Continuation series have become a trend with especially British automakers eager to celebrate their histories. Consider the Aston Martin DB4 GT Zagato, the Jaguar D-type continuation cars, projects by Lister and Alvis, and, of course, Shelby American’s continuation Cobras.
And this weekend, at the Britain’s Salon Privé Concours d’Elegance, Bentley joined in, announcing that it would do a pre-war continuation series, building 12 brand-new Blower Bentleys, re-creations of Tim Birkin’s famed 1929 supercharged 4½-liter car.
Why only 12 examples? In honor of the 12 times Birkin raced his car.
Bentley said each car will be “individually handcrafted by a specialist team from Bentley’s bespoking and coachwork division, Mulliner. Together, the new cars will form the world’s first pre-war race car continuation series.”
Birkin built four “Team Blowers” in the late 1920 for racing. Birkin raced Team Car No. 2 and that vehicle will be the ‘master’ for the 12 continuation cars, Bentley said.
“As we continue to commemorate 100 years of Bentley, we are combining a look to our past with the very latest digital technologies and techniques to create something truly extraordinary,” said Bentley chairman and chief executive Adrian Hallmark.
“The four Team Blowers are the most valuable Bentleys in the world, and we know there is demand for genuine re-creations that can be used, enjoyed and loved without risk to the prized originals.
“The 12 new Blowers will not only be an homage to our heritage, they will be a celebration of the outstanding skills of our Mulliner craftspeople.
“This is a new challenge for Bentley, but with the incredible success of the recent restoration of our 1939 one-of-one Corniche, we wanted to go one step further and make something even more special.”

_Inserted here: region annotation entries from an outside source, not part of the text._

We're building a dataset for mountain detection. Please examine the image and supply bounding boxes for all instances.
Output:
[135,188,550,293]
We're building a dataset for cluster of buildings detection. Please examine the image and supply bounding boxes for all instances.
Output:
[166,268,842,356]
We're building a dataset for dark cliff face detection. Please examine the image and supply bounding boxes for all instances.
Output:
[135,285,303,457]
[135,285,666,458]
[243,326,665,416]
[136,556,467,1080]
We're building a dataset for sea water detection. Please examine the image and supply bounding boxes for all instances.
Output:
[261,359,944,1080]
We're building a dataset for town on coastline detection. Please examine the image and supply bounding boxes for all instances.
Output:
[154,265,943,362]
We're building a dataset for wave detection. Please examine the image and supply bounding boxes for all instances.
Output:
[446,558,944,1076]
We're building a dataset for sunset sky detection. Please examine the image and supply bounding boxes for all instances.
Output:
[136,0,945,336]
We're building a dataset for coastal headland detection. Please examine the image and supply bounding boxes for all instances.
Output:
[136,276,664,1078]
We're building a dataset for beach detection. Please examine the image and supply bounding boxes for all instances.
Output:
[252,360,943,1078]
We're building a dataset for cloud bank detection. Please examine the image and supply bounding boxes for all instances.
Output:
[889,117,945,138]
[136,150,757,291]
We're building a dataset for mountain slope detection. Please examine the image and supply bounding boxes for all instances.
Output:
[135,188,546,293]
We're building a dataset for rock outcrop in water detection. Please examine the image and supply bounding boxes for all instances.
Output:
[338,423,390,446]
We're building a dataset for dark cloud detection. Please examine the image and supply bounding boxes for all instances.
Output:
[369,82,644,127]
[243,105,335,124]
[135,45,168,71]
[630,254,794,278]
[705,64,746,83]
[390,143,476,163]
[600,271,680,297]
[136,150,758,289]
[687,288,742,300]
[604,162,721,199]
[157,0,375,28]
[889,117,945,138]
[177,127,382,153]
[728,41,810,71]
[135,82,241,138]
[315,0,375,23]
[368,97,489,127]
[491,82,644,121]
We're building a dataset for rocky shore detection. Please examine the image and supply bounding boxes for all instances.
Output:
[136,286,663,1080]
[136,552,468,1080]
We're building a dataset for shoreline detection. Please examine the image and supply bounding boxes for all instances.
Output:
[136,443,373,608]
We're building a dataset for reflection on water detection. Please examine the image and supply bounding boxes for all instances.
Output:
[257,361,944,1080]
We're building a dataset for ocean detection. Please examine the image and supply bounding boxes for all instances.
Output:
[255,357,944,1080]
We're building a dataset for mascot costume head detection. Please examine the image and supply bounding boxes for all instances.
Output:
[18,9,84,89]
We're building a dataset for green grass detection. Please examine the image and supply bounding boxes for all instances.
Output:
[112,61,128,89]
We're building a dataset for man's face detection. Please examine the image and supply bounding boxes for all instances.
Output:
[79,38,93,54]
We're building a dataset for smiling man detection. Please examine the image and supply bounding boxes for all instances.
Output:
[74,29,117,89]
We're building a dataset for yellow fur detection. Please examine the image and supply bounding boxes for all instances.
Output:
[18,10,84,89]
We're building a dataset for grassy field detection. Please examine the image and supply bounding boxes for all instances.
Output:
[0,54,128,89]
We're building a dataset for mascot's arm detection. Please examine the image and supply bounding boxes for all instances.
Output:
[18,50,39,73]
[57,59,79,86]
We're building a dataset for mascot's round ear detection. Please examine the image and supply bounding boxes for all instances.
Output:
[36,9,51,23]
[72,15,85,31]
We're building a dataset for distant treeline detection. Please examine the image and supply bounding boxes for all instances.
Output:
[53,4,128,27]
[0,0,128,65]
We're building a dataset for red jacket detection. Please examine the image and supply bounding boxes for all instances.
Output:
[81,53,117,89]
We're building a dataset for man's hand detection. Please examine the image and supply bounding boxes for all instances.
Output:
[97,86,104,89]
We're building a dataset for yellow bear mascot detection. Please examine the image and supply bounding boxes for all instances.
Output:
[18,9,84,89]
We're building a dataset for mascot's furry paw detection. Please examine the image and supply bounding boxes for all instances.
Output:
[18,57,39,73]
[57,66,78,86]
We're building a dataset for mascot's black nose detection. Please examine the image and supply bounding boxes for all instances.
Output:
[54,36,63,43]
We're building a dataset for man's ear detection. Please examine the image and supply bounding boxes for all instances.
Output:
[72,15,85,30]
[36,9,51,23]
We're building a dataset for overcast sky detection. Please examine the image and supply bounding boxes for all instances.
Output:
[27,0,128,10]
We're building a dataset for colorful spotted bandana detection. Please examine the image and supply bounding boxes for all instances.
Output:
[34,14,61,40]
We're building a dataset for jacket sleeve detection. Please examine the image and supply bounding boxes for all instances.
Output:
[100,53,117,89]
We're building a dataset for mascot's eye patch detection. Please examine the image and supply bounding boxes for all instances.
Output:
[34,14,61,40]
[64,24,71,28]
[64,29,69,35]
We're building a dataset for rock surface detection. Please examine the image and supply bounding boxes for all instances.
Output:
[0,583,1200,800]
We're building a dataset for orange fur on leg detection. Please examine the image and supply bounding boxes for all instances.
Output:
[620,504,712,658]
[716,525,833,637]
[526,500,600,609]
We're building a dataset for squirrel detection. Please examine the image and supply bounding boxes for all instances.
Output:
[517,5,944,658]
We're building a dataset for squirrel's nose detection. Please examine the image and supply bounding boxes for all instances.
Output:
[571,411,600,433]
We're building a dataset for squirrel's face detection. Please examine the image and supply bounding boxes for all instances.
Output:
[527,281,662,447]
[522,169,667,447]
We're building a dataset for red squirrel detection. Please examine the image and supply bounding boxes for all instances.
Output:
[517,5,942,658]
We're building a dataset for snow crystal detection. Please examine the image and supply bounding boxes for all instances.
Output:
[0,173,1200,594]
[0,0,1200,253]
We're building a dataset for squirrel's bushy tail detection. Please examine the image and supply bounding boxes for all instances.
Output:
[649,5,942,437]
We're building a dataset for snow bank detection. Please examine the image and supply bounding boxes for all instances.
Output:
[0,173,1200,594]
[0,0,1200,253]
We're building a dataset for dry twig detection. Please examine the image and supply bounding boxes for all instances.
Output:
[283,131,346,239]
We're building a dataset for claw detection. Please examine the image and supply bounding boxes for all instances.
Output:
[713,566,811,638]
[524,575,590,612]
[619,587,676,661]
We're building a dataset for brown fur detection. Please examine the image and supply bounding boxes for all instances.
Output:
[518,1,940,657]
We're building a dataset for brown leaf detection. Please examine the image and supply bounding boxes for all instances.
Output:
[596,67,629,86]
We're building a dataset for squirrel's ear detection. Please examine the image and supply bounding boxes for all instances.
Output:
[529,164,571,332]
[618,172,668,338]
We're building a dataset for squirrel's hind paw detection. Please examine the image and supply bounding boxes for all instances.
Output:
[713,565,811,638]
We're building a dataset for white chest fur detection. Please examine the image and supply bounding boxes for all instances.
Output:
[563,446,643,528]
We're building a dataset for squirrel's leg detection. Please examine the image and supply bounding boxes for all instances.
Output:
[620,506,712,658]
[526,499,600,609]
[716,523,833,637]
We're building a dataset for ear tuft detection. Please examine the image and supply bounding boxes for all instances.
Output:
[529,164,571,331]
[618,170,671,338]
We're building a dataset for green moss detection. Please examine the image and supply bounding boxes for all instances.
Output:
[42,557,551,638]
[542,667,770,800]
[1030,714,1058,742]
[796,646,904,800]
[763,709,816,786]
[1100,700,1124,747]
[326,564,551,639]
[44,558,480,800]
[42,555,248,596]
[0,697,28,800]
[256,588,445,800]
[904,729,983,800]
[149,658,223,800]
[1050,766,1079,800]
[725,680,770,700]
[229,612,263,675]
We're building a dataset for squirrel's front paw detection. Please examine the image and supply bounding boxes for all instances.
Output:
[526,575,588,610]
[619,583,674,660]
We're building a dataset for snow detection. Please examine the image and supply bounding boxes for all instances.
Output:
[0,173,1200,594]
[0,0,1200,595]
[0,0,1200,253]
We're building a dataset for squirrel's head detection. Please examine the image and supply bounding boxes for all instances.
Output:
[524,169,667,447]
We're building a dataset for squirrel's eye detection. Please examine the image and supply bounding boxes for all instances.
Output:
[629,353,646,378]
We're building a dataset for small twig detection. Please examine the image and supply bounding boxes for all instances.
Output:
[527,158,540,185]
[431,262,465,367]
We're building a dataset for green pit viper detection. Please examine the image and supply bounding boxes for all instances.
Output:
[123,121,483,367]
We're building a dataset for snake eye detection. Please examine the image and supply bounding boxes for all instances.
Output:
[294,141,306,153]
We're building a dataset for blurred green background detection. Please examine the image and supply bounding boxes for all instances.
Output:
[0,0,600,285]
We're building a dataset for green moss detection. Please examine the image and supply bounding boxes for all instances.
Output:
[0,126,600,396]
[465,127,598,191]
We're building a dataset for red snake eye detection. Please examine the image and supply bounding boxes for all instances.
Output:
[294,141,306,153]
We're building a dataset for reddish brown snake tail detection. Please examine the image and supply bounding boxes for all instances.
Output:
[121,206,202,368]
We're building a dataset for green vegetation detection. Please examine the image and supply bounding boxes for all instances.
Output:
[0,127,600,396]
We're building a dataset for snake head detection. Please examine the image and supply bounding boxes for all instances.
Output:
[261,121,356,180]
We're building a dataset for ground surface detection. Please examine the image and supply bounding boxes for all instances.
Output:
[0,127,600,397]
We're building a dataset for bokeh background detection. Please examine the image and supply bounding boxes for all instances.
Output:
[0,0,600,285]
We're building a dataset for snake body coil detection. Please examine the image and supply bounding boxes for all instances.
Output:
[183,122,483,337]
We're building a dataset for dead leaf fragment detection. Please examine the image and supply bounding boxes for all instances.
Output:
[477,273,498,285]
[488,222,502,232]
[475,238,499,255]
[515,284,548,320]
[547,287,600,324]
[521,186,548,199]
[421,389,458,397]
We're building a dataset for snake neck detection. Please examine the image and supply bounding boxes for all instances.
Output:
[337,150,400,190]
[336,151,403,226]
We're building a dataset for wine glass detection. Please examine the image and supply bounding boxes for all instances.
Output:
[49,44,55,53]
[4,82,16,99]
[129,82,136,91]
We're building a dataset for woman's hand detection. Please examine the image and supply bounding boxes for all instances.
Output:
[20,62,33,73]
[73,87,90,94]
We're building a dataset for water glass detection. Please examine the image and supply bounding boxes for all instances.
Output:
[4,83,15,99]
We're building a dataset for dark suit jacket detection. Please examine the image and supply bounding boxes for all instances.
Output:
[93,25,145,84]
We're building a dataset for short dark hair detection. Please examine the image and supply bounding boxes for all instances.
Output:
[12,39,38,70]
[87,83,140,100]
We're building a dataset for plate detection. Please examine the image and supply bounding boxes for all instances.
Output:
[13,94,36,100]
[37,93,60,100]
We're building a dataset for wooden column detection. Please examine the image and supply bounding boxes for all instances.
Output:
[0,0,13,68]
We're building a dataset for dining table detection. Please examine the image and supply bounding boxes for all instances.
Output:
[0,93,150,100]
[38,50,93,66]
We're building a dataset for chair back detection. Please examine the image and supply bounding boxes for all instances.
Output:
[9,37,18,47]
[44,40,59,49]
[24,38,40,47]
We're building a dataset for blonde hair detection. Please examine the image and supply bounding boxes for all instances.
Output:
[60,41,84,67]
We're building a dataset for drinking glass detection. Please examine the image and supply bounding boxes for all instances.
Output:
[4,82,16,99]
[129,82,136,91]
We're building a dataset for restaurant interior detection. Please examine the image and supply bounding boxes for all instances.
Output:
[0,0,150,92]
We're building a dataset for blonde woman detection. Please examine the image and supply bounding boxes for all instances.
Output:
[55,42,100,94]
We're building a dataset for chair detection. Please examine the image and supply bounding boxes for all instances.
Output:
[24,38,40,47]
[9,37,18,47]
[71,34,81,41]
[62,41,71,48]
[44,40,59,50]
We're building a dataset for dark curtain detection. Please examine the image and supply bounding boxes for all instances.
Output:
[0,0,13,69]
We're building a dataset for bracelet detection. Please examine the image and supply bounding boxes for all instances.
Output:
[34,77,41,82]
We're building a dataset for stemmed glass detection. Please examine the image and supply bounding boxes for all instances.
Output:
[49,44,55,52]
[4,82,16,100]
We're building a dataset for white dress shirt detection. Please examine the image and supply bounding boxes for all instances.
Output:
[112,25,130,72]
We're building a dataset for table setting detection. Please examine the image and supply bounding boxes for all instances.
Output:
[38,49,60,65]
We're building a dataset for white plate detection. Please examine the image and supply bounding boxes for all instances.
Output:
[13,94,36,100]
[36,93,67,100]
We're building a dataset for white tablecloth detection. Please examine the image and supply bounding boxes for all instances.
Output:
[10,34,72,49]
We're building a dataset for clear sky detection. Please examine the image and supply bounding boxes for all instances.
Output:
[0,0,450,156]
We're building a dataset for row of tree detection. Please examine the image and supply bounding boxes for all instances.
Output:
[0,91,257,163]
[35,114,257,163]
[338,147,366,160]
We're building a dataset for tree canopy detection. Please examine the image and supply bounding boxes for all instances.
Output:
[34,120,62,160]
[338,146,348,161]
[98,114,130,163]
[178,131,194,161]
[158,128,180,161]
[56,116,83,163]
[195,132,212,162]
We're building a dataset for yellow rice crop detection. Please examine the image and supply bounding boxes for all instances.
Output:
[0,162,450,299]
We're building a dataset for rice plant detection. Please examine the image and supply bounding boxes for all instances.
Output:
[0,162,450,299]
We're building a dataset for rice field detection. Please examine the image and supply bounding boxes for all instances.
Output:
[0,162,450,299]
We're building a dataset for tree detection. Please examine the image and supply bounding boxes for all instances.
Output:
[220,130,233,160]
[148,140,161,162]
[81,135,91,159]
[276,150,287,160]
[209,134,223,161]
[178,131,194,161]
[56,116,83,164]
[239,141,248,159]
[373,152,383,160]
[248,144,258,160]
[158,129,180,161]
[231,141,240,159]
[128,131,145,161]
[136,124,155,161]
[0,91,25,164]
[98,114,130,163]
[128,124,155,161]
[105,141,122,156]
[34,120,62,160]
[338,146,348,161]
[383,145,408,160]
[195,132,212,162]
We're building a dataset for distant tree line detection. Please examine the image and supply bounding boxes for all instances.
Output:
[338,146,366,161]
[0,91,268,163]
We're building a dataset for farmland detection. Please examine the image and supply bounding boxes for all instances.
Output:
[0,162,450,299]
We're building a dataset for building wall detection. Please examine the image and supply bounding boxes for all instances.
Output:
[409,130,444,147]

“No other pre-war Bentley had an impact like the supercharged 4½-litre ‘Blower’ Bentley,” the company said. “While it never won an endurance race, the Blower Bentley was the outright fastest race car of the day, and counted among its fans the author Ian Fleming – who later decided that his famous fictional secret agent James Bond would drive a supercharged 4½-litre Bentley, with the often-associated rival British sports car merely the MI6 “pool car.”
“The Blower Bentleys were born from a philosophy devised by Sir Tim Birkin – notable racing driver and Bentley Boy – to extract more speed from the racing Bentleys of the day. While W.O. Bentley’s method was to increase engine capacity – from 3-liter, to 4½-liter, to 6½-liter – Birkin was impressed by the Roots-type supercharger developed by British engineer Amherst Villiers, which boosted the 4½’s power from 130 horsepower to 240 in race tune.
“He persuaded Bentley chairman Woolf Barnato to sanction production of 55 supercharged 4½-liter Bentleys, with five allocated for competition. The car on Bentley’s heritage fleet — UU 5872 — is the second of the four ‘Team’ cars developed at Birkin & Co’s workshops at Welwyn Garden City.
Still owned by Bentley, chassis HB 3403 will be disassembled with each part 3D-scanned “to create a complete digital model of the entire car. Using the original 1920s molds and tooling jigs, and traditional hand tools alongside the latest manufacturing technology, 12 sets of parts will then be created.
“The 12 continuations will be identical wherever possible to the original – mechanically, aesthetically and spiritually – with only minimal hidden changes dictated by modern safety concerns. The original car will then be reassembled, with the heritage team taking the opportunity to complete a detailed inspection and sympathetic mechanical restoration where required.”
Bentley said the process of producing a dozen continuation cars will take two years, and that pricing will be discussed with customers who apply to purchase the cars.